Un seul recours possible dans ces cas là, utiliser le savoir faire et la technologie européennne pour triompher d'autres potentats locaux (ci-dessus). Cette manière de présenter les populations indigènes est récurrente dans l'album. Les Africains singent le mode de vie des Européens de manière particulièrement grotesque.

Des populations belliqueuses

Ce qui nous amène à évoquer un autre poncif maintes fois répété: les populations autochtones sont belliqueuses et passent leur temps à s'entredéchirer en d'interminables guerres civiles.

Au fond, seul le sens de la diplomatie et de la médiation des Européens permettra de ramener un semblant de calme entre les chefs de tribu.

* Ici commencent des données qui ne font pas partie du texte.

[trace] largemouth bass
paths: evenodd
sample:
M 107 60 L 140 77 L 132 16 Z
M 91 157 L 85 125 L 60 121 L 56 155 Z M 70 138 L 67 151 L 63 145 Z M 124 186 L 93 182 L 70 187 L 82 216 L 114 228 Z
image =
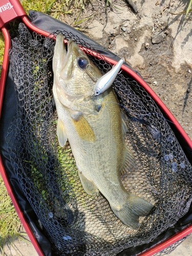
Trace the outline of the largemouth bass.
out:
M 125 143 L 126 120 L 115 93 L 110 88 L 94 95 L 100 71 L 71 40 L 67 52 L 60 34 L 53 69 L 59 144 L 63 147 L 68 140 L 85 191 L 100 191 L 125 225 L 138 228 L 139 217 L 153 205 L 127 191 L 121 181 L 120 174 L 133 167 L 135 160 Z

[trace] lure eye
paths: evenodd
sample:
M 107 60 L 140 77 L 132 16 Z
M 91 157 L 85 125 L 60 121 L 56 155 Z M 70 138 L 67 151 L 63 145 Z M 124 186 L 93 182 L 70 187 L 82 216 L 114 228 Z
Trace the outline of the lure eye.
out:
M 88 65 L 88 61 L 87 59 L 81 57 L 77 59 L 77 64 L 79 68 L 84 69 L 86 68 Z

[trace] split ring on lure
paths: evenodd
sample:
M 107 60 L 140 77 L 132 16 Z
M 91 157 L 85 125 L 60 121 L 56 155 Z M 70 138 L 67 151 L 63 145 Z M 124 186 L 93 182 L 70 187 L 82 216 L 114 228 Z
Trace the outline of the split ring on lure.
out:
M 109 72 L 98 79 L 94 90 L 94 96 L 104 93 L 111 86 L 124 62 L 124 59 L 121 59 Z

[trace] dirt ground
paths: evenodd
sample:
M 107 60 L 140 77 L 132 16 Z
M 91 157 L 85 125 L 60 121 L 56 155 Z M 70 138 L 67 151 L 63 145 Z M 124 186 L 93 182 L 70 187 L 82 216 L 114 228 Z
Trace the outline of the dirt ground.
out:
M 82 31 L 106 48 L 124 57 L 164 102 L 192 139 L 192 14 L 173 15 L 186 9 L 186 0 L 140 0 L 136 14 L 125 0 L 92 0 L 79 20 Z M 73 25 L 76 15 L 62 19 Z M 191 236 L 170 255 L 192 255 Z M 37 255 L 33 246 L 16 240 L 19 255 Z M 7 255 L 18 255 L 13 247 Z

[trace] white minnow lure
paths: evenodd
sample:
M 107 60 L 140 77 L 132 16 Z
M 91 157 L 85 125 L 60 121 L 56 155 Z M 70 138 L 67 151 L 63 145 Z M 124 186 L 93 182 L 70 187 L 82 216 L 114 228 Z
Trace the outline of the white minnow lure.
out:
M 99 95 L 109 89 L 114 81 L 124 62 L 124 59 L 121 59 L 109 72 L 98 79 L 94 88 L 94 96 Z

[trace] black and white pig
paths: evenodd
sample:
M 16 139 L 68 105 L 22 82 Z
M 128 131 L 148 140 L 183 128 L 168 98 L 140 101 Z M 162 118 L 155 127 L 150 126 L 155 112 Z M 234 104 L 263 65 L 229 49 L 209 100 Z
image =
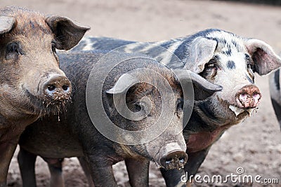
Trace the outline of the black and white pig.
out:
M 167 50 L 159 50 L 159 46 Z M 146 43 L 87 37 L 73 50 L 117 48 L 119 51 L 145 53 L 173 69 L 186 68 L 223 88 L 206 100 L 195 102 L 191 118 L 183 130 L 188 155 L 184 169 L 188 179 L 196 174 L 211 145 L 223 132 L 249 116 L 256 109 L 261 94 L 254 84 L 254 74 L 266 75 L 281 66 L 281 59 L 265 42 L 218 29 Z M 171 53 L 180 61 L 175 60 Z M 136 178 L 133 176 L 133 166 L 126 163 L 129 173 L 133 173 L 129 176 Z M 161 170 L 167 186 L 178 186 L 182 171 Z
M 60 179 L 60 160 L 66 157 L 83 157 L 90 166 L 89 169 L 96 186 L 117 186 L 112 165 L 124 159 L 132 159 L 140 163 L 148 159 L 155 161 L 166 169 L 178 169 L 186 162 L 188 155 L 182 134 L 183 116 L 181 114 L 184 106 L 184 92 L 181 85 L 190 83 L 188 71 L 178 71 L 176 76 L 173 71 L 155 60 L 115 53 L 103 63 L 98 63 L 100 55 L 98 53 L 59 55 L 60 68 L 73 85 L 72 102 L 66 105 L 67 112 L 60 116 L 50 115 L 37 120 L 27 127 L 20 137 L 18 162 L 23 186 L 36 186 L 34 162 L 37 155 L 41 155 L 48 162 L 51 173 L 59 175 L 58 178 L 51 178 L 51 186 L 63 186 L 62 178 Z M 120 59 L 119 56 L 121 56 L 121 62 L 112 66 L 117 59 Z M 114 68 L 107 74 L 107 71 L 110 70 L 112 67 Z M 142 73 L 140 69 L 152 72 Z M 131 73 L 135 69 L 137 71 Z M 215 91 L 221 90 L 221 86 L 189 72 L 195 85 L 195 95 L 200 95 L 203 99 Z M 157 74 L 162 79 L 154 78 Z M 106 78 L 103 81 L 102 77 L 105 75 Z M 93 85 L 90 83 L 90 79 Z M 100 89 L 95 86 L 96 83 L 99 85 L 100 82 L 102 85 Z M 171 95 L 165 98 L 164 96 L 169 92 L 169 88 L 171 88 Z M 92 94 L 95 90 L 100 92 L 100 98 Z M 132 120 L 121 115 L 116 106 L 119 102 L 120 99 L 118 98 L 122 98 L 118 97 L 120 95 L 126 97 L 124 104 L 131 111 L 143 111 L 145 116 L 140 120 Z M 114 100 L 115 97 L 117 97 L 117 100 Z M 93 102 L 91 98 L 98 102 Z M 91 110 L 89 110 L 90 105 L 93 107 Z M 162 118 L 164 116 L 161 116 L 166 113 L 163 111 L 167 109 L 171 110 L 171 118 L 168 119 L 171 123 L 163 131 L 160 131 L 160 127 L 153 124 L 156 122 L 160 122 L 160 125 L 167 123 L 166 120 L 163 121 Z M 123 130 L 144 132 L 148 127 L 153 127 L 154 130 L 150 133 L 161 133 L 150 141 L 142 142 L 145 137 L 141 135 L 134 137 L 126 133 L 117 134 L 111 128 L 103 128 L 105 133 L 112 133 L 117 138 L 116 141 L 109 139 L 107 137 L 103 136 L 103 131 L 100 131 L 96 126 L 100 125 L 102 129 L 107 127 L 103 119 L 100 120 L 101 114 L 98 112 L 103 110 L 115 125 Z M 191 111 L 192 108 L 190 110 Z M 96 125 L 93 125 L 92 122 Z M 150 135 L 148 132 L 141 134 Z M 119 143 L 118 141 L 120 139 L 134 140 L 140 143 L 128 145 Z M 148 163 L 148 161 L 144 162 Z M 138 181 L 138 185 L 144 186 L 146 183 Z

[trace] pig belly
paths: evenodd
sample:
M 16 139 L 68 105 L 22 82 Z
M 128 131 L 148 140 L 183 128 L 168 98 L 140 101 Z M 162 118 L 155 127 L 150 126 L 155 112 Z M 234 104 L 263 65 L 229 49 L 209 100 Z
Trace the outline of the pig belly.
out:
M 218 139 L 226 130 L 219 127 L 212 132 L 190 134 L 186 141 L 187 153 L 195 153 L 207 148 Z

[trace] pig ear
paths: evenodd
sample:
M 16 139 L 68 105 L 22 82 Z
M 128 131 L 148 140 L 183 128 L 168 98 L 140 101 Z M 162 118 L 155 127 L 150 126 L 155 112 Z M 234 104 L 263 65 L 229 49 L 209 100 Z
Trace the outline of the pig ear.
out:
M 174 72 L 181 82 L 183 90 L 188 88 L 191 83 L 193 85 L 194 97 L 195 100 L 204 100 L 212 95 L 215 92 L 221 91 L 221 85 L 213 84 L 200 75 L 189 70 L 174 70 Z M 191 81 L 190 81 L 191 80 Z
M 110 90 L 106 90 L 107 94 L 122 94 L 125 93 L 129 88 L 134 84 L 138 83 L 138 80 L 129 74 L 122 75 L 115 85 Z
M 197 74 L 203 71 L 204 66 L 212 58 L 217 42 L 212 39 L 198 37 L 188 46 L 188 59 L 185 67 Z
M 13 17 L 0 16 L 0 34 L 10 32 L 15 24 Z
M 272 48 L 258 39 L 246 39 L 245 46 L 254 64 L 254 70 L 259 75 L 265 75 L 281 66 L 281 59 Z
M 58 41 L 58 49 L 69 50 L 75 46 L 82 39 L 89 27 L 80 25 L 67 17 L 51 15 L 46 18 L 46 22 L 51 27 Z

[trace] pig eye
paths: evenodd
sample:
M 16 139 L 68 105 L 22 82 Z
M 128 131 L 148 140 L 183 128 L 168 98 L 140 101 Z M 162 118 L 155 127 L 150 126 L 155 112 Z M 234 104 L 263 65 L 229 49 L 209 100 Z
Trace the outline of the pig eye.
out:
M 7 53 L 15 53 L 18 55 L 23 55 L 22 50 L 18 42 L 11 42 L 7 45 Z
M 22 55 L 24 54 L 19 42 L 13 41 L 7 44 L 6 53 L 5 55 L 6 60 L 10 60 L 17 57 L 18 55 Z
M 214 77 L 216 75 L 217 71 L 218 66 L 216 60 L 213 59 L 205 64 L 205 67 L 200 75 L 204 78 Z

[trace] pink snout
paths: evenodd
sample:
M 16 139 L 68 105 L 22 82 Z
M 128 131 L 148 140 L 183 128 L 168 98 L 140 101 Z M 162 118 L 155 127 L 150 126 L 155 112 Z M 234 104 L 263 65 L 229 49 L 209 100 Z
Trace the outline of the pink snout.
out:
M 261 98 L 259 88 L 254 85 L 248 85 L 241 88 L 235 95 L 237 106 L 244 109 L 253 109 L 256 107 Z

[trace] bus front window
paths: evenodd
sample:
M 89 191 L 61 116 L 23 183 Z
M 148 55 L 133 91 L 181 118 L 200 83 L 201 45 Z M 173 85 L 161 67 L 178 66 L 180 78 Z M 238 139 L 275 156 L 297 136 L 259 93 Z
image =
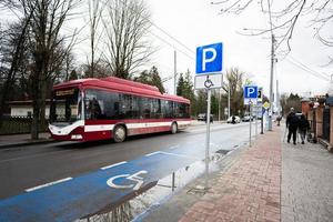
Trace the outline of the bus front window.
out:
M 79 89 L 61 89 L 53 92 L 50 122 L 71 123 L 82 118 Z

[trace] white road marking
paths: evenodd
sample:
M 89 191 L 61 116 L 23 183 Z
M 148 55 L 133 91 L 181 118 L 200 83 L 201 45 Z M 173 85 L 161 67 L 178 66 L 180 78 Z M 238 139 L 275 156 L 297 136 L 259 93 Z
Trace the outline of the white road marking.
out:
M 157 152 L 152 152 L 152 153 L 145 154 L 145 157 L 151 157 L 151 155 L 155 155 L 155 154 L 159 154 L 159 153 L 161 153 L 161 151 L 157 151 Z
M 170 149 L 170 150 L 174 150 L 174 149 L 176 149 L 176 148 L 179 148 L 179 145 L 172 145 L 172 147 L 170 147 L 169 149 Z
M 178 154 L 178 153 L 170 153 L 170 152 L 164 152 L 164 151 L 152 152 L 152 153 L 145 154 L 145 157 L 151 157 L 151 155 L 155 155 L 155 154 L 165 154 L 165 155 L 174 155 L 174 157 L 179 157 L 179 158 L 200 160 L 199 158 L 184 155 L 184 154 Z
M 58 181 L 53 181 L 53 182 L 50 182 L 50 183 L 46 183 L 46 184 L 42 184 L 42 185 L 30 188 L 30 189 L 27 189 L 26 192 L 36 191 L 36 190 L 47 188 L 47 186 L 50 186 L 50 185 L 54 185 L 54 184 L 58 184 L 58 183 L 62 183 L 62 182 L 65 182 L 65 181 L 69 181 L 69 180 L 72 180 L 72 178 L 64 178 L 64 179 L 61 179 L 61 180 L 58 180 Z
M 107 169 L 110 169 L 110 168 L 113 168 L 113 167 L 117 167 L 117 165 L 121 165 L 121 164 L 124 164 L 124 163 L 128 163 L 128 161 L 122 161 L 122 162 L 119 162 L 119 163 L 114 163 L 112 165 L 105 165 L 105 167 L 101 168 L 101 170 L 107 170 Z

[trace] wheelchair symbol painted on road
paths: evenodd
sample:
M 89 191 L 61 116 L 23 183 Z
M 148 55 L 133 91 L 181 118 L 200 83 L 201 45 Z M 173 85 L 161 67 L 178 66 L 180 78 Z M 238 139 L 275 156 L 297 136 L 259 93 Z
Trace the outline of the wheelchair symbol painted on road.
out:
M 147 174 L 148 171 L 145 170 L 141 170 L 134 174 L 120 174 L 120 175 L 114 175 L 112 178 L 110 178 L 108 181 L 107 181 L 107 184 L 110 186 L 110 188 L 114 188 L 114 189 L 133 189 L 134 191 L 139 190 L 141 188 L 141 185 L 143 184 L 143 178 L 139 176 L 141 174 Z M 117 179 L 120 179 L 120 178 L 124 178 L 129 181 L 133 181 L 134 183 L 132 184 L 115 184 L 114 183 L 114 180 Z

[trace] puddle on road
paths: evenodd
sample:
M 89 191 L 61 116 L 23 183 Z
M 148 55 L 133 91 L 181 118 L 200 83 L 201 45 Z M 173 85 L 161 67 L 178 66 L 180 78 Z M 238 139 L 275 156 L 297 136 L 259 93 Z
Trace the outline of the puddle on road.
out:
M 210 172 L 219 170 L 218 162 L 231 150 L 218 150 L 211 155 Z M 87 215 L 74 222 L 127 222 L 140 221 L 150 211 L 159 208 L 163 202 L 172 196 L 178 189 L 184 188 L 192 180 L 203 174 L 205 170 L 204 161 L 198 161 L 176 172 L 149 184 L 149 188 L 139 194 L 133 194 L 133 199 L 124 201 L 117 206 L 103 209 L 93 215 Z

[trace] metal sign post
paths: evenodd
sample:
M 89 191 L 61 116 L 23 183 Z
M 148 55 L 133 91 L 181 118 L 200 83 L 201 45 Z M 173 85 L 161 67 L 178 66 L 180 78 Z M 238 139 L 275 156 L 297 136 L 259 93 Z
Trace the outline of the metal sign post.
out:
M 204 188 L 209 186 L 209 163 L 210 163 L 210 128 L 211 128 L 211 89 L 206 90 L 206 133 L 205 133 L 205 180 Z
M 258 137 L 258 104 L 255 105 L 255 137 Z
M 249 107 L 250 107 L 250 108 L 249 108 L 249 109 L 250 109 L 250 110 L 249 110 L 249 115 L 250 115 L 250 121 L 249 121 L 249 122 L 250 122 L 250 138 L 249 138 L 249 144 L 250 144 L 250 148 L 251 148 L 251 135 L 252 135 L 252 120 L 251 120 L 251 115 L 252 115 L 252 109 L 251 109 L 251 108 L 252 108 L 252 101 L 251 101 L 251 100 L 249 101 Z
M 205 134 L 205 181 L 204 190 L 209 189 L 210 163 L 210 127 L 211 127 L 211 89 L 222 88 L 222 42 L 196 48 L 196 67 L 194 88 L 206 89 L 206 134 Z M 220 119 L 220 118 L 219 118 Z

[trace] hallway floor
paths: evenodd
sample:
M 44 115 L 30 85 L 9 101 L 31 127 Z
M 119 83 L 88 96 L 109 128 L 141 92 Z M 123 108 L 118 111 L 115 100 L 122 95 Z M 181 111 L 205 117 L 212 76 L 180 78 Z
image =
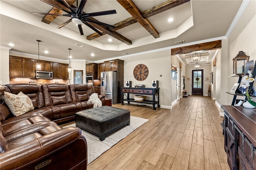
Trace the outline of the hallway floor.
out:
M 190 96 L 172 109 L 113 106 L 149 120 L 88 165 L 91 170 L 229 170 L 220 109 L 209 97 Z

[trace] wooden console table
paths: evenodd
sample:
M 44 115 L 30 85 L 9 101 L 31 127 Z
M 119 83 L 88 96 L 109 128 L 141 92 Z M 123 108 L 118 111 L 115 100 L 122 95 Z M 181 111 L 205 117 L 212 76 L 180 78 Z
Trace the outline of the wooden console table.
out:
M 222 106 L 224 149 L 230 169 L 256 169 L 256 109 Z
M 157 104 L 157 107 L 160 107 L 159 104 L 159 89 L 160 88 L 142 88 L 135 87 L 122 87 L 122 104 L 124 104 L 124 101 L 126 101 L 128 103 L 130 102 L 141 103 L 145 104 L 152 104 L 153 105 L 153 108 L 156 110 L 156 108 L 155 106 Z M 153 99 L 152 100 L 144 100 L 142 102 L 138 102 L 134 100 L 134 98 L 130 98 L 130 94 L 140 94 L 141 95 L 152 96 Z M 126 95 L 127 94 L 127 95 Z M 124 96 L 126 97 L 124 98 Z M 157 100 L 156 100 L 157 99 Z

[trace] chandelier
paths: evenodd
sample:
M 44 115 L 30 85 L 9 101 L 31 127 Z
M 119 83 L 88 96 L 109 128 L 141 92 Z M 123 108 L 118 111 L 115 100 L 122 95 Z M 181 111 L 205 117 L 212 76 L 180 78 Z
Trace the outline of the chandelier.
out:
M 201 68 L 201 65 L 200 64 L 198 63 L 198 62 L 196 62 L 196 63 L 194 64 L 193 66 L 194 66 L 194 68 L 195 69 L 199 69 Z
M 201 56 L 202 54 L 195 53 L 192 55 L 190 55 L 190 57 L 191 62 L 196 62 L 196 63 L 200 61 L 201 60 Z

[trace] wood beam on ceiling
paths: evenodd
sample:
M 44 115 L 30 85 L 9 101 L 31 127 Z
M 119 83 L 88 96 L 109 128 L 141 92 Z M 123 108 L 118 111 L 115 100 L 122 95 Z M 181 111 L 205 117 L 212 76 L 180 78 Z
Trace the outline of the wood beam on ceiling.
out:
M 158 31 L 147 19 L 142 17 L 141 11 L 132 0 L 117 0 L 154 37 L 160 37 Z
M 57 6 L 59 8 L 62 8 L 62 9 L 64 9 L 67 10 L 69 11 L 69 9 L 67 8 L 64 4 L 62 4 L 59 2 L 58 2 L 58 1 L 57 1 L 56 0 L 40 0 L 41 1 L 44 2 L 47 4 L 48 4 L 50 5 L 52 5 L 53 6 Z M 66 0 L 66 1 L 67 1 Z M 68 2 L 69 3 L 71 3 L 73 2 L 73 1 L 74 1 L 74 2 L 73 2 L 73 3 L 74 3 L 75 1 L 76 0 L 69 0 L 68 1 L 67 1 L 67 2 Z M 73 5 L 72 5 L 71 4 L 70 4 L 70 6 L 71 6 L 71 7 L 72 8 L 75 8 L 75 7 L 73 6 Z M 63 12 L 63 11 L 60 10 L 59 9 L 56 8 L 56 7 L 54 7 L 53 8 L 55 8 L 56 9 L 58 10 L 59 10 L 61 12 Z M 50 13 L 50 11 L 48 12 L 48 13 Z M 83 13 L 85 14 L 84 12 L 83 12 Z M 44 17 L 44 18 L 47 16 L 45 16 Z M 47 21 L 47 22 L 48 22 L 48 23 L 47 22 L 45 22 L 45 20 L 43 19 L 43 20 L 44 20 L 44 21 L 43 21 L 43 20 L 42 20 L 42 21 L 44 22 L 45 22 L 46 23 L 50 23 L 52 21 L 53 21 L 53 20 L 54 19 L 55 19 L 55 18 L 56 18 L 58 16 L 54 16 L 55 17 L 54 18 L 52 18 L 51 20 L 48 20 Z M 90 19 L 92 19 L 92 20 L 94 20 L 96 21 L 97 21 L 97 20 L 94 19 L 94 18 L 92 18 L 92 17 L 90 17 Z M 108 34 L 110 35 L 112 37 L 113 37 L 116 38 L 117 39 L 118 39 L 119 41 L 121 41 L 123 42 L 124 43 L 125 43 L 128 45 L 132 45 L 132 41 L 131 40 L 130 40 L 130 39 L 128 39 L 128 38 L 126 38 L 126 37 L 123 36 L 123 35 L 121 35 L 121 34 L 118 33 L 117 32 L 116 32 L 114 30 L 110 30 L 110 29 L 108 29 L 108 28 L 106 27 L 104 27 L 102 25 L 99 25 L 98 24 L 95 24 L 94 23 L 92 23 L 92 22 L 90 22 L 90 24 L 91 24 L 92 25 L 93 27 L 95 27 L 95 28 L 97 28 L 97 29 L 99 29 L 100 30 L 100 32 L 102 32 L 102 33 L 104 34 Z
M 93 19 L 92 18 L 90 18 L 90 19 Z M 95 20 L 95 19 L 94 19 Z M 122 42 L 128 45 L 131 45 L 132 41 L 128 38 L 125 37 L 123 35 L 121 35 L 120 33 L 116 32 L 114 31 L 111 31 L 107 27 L 105 27 L 103 25 L 97 24 L 92 22 L 90 22 L 88 21 L 87 21 L 88 22 L 90 23 L 90 24 L 92 25 L 94 27 L 97 28 L 97 29 L 102 31 L 103 33 L 105 33 L 106 34 L 108 34 L 110 36 L 115 38 L 116 39 L 118 39 L 119 41 Z
M 190 1 L 190 0 L 168 0 L 142 12 L 142 15 L 143 18 L 147 18 Z M 114 25 L 114 26 L 116 27 L 116 28 L 114 29 L 111 29 L 113 31 L 116 31 L 136 23 L 137 22 L 137 21 L 135 20 L 134 18 L 132 17 L 116 23 Z M 105 34 L 104 33 L 102 33 L 103 35 Z M 91 40 L 100 37 L 101 36 L 101 35 L 97 33 L 94 33 L 88 36 L 87 39 Z
M 66 10 L 69 10 L 68 8 L 66 8 L 66 6 L 63 5 L 61 4 L 58 2 L 52 1 L 50 0 L 41 0 L 41 1 L 42 1 L 48 4 L 54 4 L 56 6 L 59 6 L 61 8 L 65 9 Z M 67 0 L 67 2 L 68 3 L 70 4 L 73 4 L 74 2 L 76 1 L 76 0 Z M 50 14 L 62 14 L 63 12 L 63 11 L 61 10 L 56 7 L 52 7 L 52 8 L 48 12 Z M 58 16 L 50 16 L 49 15 L 46 15 L 44 16 L 42 20 L 41 21 L 44 22 L 45 23 L 48 23 L 48 24 L 50 24 L 51 22 L 52 22 L 55 18 L 56 18 Z
M 201 50 L 212 50 L 221 48 L 221 40 L 195 44 L 171 49 L 172 55 L 187 54 Z

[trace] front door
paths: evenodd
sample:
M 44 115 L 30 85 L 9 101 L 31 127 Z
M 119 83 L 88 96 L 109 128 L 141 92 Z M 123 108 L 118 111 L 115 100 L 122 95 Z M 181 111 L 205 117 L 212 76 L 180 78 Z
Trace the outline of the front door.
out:
M 203 95 L 203 70 L 192 70 L 192 95 Z

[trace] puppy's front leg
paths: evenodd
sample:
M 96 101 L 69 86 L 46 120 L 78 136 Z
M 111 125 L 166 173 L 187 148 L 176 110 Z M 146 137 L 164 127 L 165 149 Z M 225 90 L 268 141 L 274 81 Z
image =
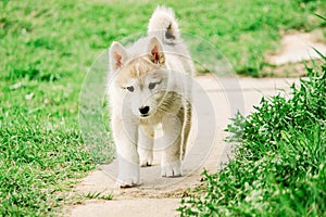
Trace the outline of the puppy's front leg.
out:
M 152 126 L 139 126 L 138 153 L 140 166 L 151 166 L 153 163 L 154 129 Z
M 139 184 L 139 156 L 137 152 L 138 126 L 133 122 L 124 122 L 122 118 L 112 119 L 113 137 L 116 143 L 118 162 L 117 184 L 122 188 Z
M 181 166 L 181 128 L 183 119 L 173 114 L 167 115 L 162 125 L 164 137 L 163 154 L 161 163 L 162 177 L 179 177 L 183 176 Z

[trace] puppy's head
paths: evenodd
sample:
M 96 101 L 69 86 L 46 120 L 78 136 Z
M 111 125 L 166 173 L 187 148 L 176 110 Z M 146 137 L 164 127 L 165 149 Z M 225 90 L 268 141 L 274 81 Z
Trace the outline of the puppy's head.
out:
M 156 112 L 165 95 L 168 79 L 160 40 L 152 37 L 141 41 L 138 48 L 143 46 L 145 52 L 138 54 L 134 50 L 128 53 L 118 42 L 113 42 L 110 48 L 114 88 L 124 98 L 121 106 L 128 106 L 140 118 L 150 117 Z

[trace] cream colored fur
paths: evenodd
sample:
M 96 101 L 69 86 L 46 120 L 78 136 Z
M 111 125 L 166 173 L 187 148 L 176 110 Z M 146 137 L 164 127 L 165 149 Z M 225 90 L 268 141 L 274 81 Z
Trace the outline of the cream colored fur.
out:
M 139 184 L 139 166 L 153 162 L 153 145 L 163 150 L 161 175 L 181 176 L 181 159 L 191 126 L 193 64 L 174 13 L 159 7 L 148 36 L 129 48 L 113 42 L 109 101 L 121 187 Z M 163 137 L 155 137 L 162 126 Z

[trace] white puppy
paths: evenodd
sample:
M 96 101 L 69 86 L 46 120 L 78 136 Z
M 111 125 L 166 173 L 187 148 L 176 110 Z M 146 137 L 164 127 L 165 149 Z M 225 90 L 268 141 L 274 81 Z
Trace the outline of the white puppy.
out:
M 153 162 L 158 125 L 164 132 L 159 139 L 163 148 L 161 174 L 181 176 L 191 127 L 193 64 L 173 11 L 159 7 L 150 18 L 147 37 L 129 48 L 113 42 L 109 52 L 109 101 L 120 166 L 117 183 L 139 184 L 139 166 Z

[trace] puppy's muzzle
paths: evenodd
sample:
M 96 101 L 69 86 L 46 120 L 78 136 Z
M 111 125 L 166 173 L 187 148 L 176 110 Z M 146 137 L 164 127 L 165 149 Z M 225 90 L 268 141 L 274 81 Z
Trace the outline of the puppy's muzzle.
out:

Le fait que la grande guerre ait déchiré l'Europe, dont l'histoire est émaillée de nombreux conflits meurtriers, semble alors bien vite passé sous silence.

Les missionnaires comme relais actifs de l'administration coloniale

Les missionnaires propagent le christianisme. Leur action est aussi sociale : rachat d’esclaves, fondation d'orphelinats et d'hospices, combat pour la monogamie. Ils partagent avec l’administration coloniale l’enseignement et l’action médicale.

La consécration

Des populations, conscientes de leurs limites, qui acceptent la domination du Blanc. Elles se placent sous la férule,ferme mais juste, de Tintin. Ce dernier devient une référence indépassable en matière de bonté, d'efficacité, d'ingéniosité. Même Milou devient un modèle pour les chiens congolais, qui appartiendraient donc, eux aussi, à des "races inférieures" de canidés... Les populations vouent même un véritable culte au jeune reporter et à son fidèle compagnon, manière de souligner la crédulité de populations superstitieuses, qui se prosternent devant leurs nouvelles idoles.

Enfin, et pour être tout à fait honnête, n'omettons pas l'ultime pirouette de la bande-dessinée. En effet, l'auteur laisse entendre que les vrais méchants sont les Occidentaux, en tout cas certains d'entre eux, dépeints sous les traits d'affreux mafieux qui se livrent au pillage de l'Afrique. Rappelons aussi les prises de position tiers-mondistes d'Hergé dans ses albums ultérieurs.

Tout cela ne saurait néanmoins effacer l'impression d'ensemble. Même dans sa version de 1946, Hergé propose une vision particulièrement paternaliste, voire raciste, du monde colonial. Ces dernières années, des plaintes portées par des associations ou des particuliers au Royaume uni, en Belgique et en France, visent à interdire la BD, ou en tout cas la censurer. On peut s'interroger quant à l'opportunité de telles démarches. Juger le contenu d'une oeuvre n'a de sens que si on la replace dans le contexte de son époque.